A Gastronomic Journey into the History of Izmir: “From Mother to Daughter”

The book “From Mother to Daughter” is a culinary journey through Izmir’s history, featuring the recipe notebooks of Marguerite Pagy, born in 1875, and her daughter Wanda Arcas, born in 1910. Spanning two different centuries, the book captures the social and cultural structure of their respective eras. It is now prepared to embark on its own journey.

In the 1800s, Izmir emerged as a significant port city where diverse cultures and nations coexisted. Going beyond its commercial relations, environmental richness, economic development, and social life depicted in history books, Izmir invites readers on a gastronomic journey that offers a unique perspective.

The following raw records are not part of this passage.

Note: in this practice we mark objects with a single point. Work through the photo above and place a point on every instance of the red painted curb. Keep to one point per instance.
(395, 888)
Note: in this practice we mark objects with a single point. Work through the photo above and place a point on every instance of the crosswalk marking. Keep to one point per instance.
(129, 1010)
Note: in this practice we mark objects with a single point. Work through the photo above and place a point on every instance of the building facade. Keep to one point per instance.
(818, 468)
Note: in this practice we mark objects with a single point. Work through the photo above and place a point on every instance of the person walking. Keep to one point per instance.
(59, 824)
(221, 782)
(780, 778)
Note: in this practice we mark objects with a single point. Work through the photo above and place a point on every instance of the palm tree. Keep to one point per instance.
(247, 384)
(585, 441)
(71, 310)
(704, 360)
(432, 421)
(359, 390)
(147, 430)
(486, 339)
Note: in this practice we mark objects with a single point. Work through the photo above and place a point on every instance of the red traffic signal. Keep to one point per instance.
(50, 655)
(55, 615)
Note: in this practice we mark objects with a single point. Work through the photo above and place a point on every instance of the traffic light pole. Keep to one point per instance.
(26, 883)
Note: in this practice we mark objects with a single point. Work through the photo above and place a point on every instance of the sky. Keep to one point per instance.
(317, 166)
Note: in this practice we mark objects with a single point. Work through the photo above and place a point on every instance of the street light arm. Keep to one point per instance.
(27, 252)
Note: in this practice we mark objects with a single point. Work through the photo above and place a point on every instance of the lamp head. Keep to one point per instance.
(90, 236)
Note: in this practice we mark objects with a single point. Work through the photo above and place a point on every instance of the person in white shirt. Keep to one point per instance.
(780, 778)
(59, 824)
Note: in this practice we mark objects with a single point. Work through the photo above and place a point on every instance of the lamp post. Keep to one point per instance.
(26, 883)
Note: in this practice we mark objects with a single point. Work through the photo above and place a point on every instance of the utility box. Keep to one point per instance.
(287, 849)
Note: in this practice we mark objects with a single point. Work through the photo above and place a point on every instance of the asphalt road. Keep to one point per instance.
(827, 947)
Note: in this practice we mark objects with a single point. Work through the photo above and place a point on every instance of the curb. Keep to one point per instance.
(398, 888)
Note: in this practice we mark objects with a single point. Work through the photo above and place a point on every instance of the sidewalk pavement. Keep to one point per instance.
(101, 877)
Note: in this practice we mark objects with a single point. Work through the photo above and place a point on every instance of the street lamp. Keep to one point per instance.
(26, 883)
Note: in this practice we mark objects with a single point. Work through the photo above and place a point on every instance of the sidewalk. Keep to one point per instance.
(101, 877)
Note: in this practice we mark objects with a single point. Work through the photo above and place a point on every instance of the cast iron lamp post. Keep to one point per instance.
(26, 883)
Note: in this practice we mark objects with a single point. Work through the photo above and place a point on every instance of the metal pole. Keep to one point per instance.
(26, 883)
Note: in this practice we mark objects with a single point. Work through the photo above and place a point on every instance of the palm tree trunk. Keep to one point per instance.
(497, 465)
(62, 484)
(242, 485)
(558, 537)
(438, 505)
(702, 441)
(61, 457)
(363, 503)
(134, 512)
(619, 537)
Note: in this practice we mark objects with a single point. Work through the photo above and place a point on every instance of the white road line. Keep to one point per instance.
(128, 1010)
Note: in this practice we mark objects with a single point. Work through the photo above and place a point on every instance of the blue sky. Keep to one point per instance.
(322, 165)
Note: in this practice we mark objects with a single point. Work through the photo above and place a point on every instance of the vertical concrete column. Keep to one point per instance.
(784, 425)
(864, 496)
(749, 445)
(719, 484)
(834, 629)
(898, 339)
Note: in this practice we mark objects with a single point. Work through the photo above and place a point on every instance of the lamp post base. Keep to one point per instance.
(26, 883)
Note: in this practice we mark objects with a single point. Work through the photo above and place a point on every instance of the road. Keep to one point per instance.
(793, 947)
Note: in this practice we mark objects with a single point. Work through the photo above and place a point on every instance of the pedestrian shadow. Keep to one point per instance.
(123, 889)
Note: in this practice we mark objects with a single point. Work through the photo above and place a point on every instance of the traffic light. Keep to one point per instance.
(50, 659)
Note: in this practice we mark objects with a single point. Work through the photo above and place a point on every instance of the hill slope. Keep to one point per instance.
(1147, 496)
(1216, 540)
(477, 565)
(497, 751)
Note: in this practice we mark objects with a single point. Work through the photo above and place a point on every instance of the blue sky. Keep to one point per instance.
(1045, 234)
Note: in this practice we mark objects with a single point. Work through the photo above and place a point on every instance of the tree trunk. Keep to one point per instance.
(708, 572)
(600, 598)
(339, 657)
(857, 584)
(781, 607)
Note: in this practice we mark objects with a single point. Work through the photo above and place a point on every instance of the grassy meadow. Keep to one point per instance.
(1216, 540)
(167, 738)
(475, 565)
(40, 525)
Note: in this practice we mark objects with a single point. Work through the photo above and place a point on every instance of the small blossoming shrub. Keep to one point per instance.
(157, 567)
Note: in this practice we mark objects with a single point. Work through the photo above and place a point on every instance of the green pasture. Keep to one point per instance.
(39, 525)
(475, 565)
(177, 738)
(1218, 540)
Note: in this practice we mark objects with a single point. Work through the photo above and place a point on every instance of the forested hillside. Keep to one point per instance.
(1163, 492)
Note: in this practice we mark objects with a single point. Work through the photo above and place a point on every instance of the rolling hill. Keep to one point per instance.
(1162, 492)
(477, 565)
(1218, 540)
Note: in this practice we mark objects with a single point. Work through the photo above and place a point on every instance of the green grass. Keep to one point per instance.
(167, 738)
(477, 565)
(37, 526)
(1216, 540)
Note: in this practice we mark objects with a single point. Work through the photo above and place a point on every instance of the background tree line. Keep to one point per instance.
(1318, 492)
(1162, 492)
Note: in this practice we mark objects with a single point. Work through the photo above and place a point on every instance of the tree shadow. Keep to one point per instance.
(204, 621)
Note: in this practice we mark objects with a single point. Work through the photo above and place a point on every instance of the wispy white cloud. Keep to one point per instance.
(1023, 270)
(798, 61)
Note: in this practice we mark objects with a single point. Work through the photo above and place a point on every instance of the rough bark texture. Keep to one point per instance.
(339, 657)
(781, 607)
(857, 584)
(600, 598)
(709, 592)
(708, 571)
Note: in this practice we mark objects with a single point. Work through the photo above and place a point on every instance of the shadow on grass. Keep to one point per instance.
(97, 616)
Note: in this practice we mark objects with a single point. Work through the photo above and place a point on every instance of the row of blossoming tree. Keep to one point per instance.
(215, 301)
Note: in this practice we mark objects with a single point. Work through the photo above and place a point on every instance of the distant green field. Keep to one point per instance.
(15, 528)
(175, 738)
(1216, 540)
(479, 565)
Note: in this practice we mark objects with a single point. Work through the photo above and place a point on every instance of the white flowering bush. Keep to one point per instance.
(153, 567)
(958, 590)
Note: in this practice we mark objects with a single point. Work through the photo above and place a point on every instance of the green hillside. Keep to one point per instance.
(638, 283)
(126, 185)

The book “From Mother to Daughter” brings together a collection of recipe notebooks passed down from generation to generation, belonging to Marguerite Pagy and her daughter Wanda Arcas, lovingly preserved by Aurette Arcas, who is the aunt of Bernard Arkas, Arkas Holding Vice President. With him at the helm, the book provides a captivating narrative that delves into Izmir’s history, multicultural life, and gastronomy.

Authored by Gastronomy Expert and Author Sirma Guven, “From Mother to Daughter” takes a narrative approach, incorporating extensive gastronomy research, historical references, articles, and interviews with members of the Arkas Family and other Levantine families from Izmir.

“From Mother to Daughter” explores the cosmopolitan life of Izmir from 1875 to 1993, intertwining history, culture, and gastronomy to showcase the harmonization of diverse cuisines and the interwoven stories of its inhabitants.

Chef Aylin Yazicioglu carefully selected and adapted the recipes from the historical recipe books, ensuring their authenticity while adjusting measurements and instructions to modern standards. The book beautifully captures the memories and experiences of the Arkas Family through recipes written in French, notes, and dishes defined by the names of neighbors and friends. It serves as a family heirloom to be cherished and passed down by the women of the family for generations to come.

The Arkas Family, along with close friends and esteemed businesspeople from Izmir, gathered at the Arkas Arcademia Mattheys Mansion for a special tasting event curated by Chef Osman Sezener.

Speaking at the event, Bernard Arkas, Arkas Holding Vice President, said, “The purpose of this book originates from the fact that the men of our family live with their pictures and names in our offices because they are involved in commercial life. Because the commercial and social life of the period, which they lived in, required such a sharing. I wanted the women of my family not to be lost and forgotten, but to be remembered for all their experiences and efforts. Thanks to this book, there will be a written legacy from the women of our family, transcending our memories and passing down to our children within the Arkas family. This book serves as a testament to the Arkas women, leaving a written legacy that goes beyond our memories and ensuring their names are remembered by future generations.

The book “From Mother to Daughter” is a comprehensive exploration of Levantine families in Izmir, offering insights into their history, culture, and culinary traditions over two centuries. It goes beyond a cookbook and memoir, providing an insider’s perspective on this rich heritage. This book embodies the essence of Izmir, encompassing values such as respect for different cultures, coexistence, tolerance, and freedom, which have shaped the city into what it is today. 

I am very happy to be presenting the introduction and first taste of such a book at Arkas Arcademia, located in the Mattheys Mansion. Because the two protagonists of From Mother to Daughter lived in the Pagy Mansion, which is across the street from this mansion. They were guests in this garden, they ate that food and talked about it.”

Gastronomy Expert Sirma Guven, the author of the book, said, “From Mother to Daughter was a long journey that took us from Tuscany in Italy to the Alliotti’s, from Marseille to the Pagy’s, from the Adriatic coast to the Arkas Family’s paths that converged in Izmir, and to the story of Izmir cuisine that developed in the Bornova Pagy mansion. From Mother to Daughter is a reference for young people studying Izmir’s culinary culture, and a small gift from us to the happy tables to come. I wish that the memories and prescriptions written will live forever on the tables of future generations of the family.”

The book “From Mother to Daughter” was a result of three years of dedicated work, involving Chef Aylin Yazicioglu who reworked and adjusted the selected recipes from the notebooks, Candan Varnali who provided support in food and table design, Derya Turgut who captured the dishes through photography, Berna Kumas Sipahi, Arkas Holding Corporate Communications Director who was the Project Coordinator, and the design and project team of Arkas Holding Corporate Communications Directorate.

From Mother to Daughter is on sale at Arkas Art Center, Arkas Art Bornova and Arkas Art Urla in Izmir.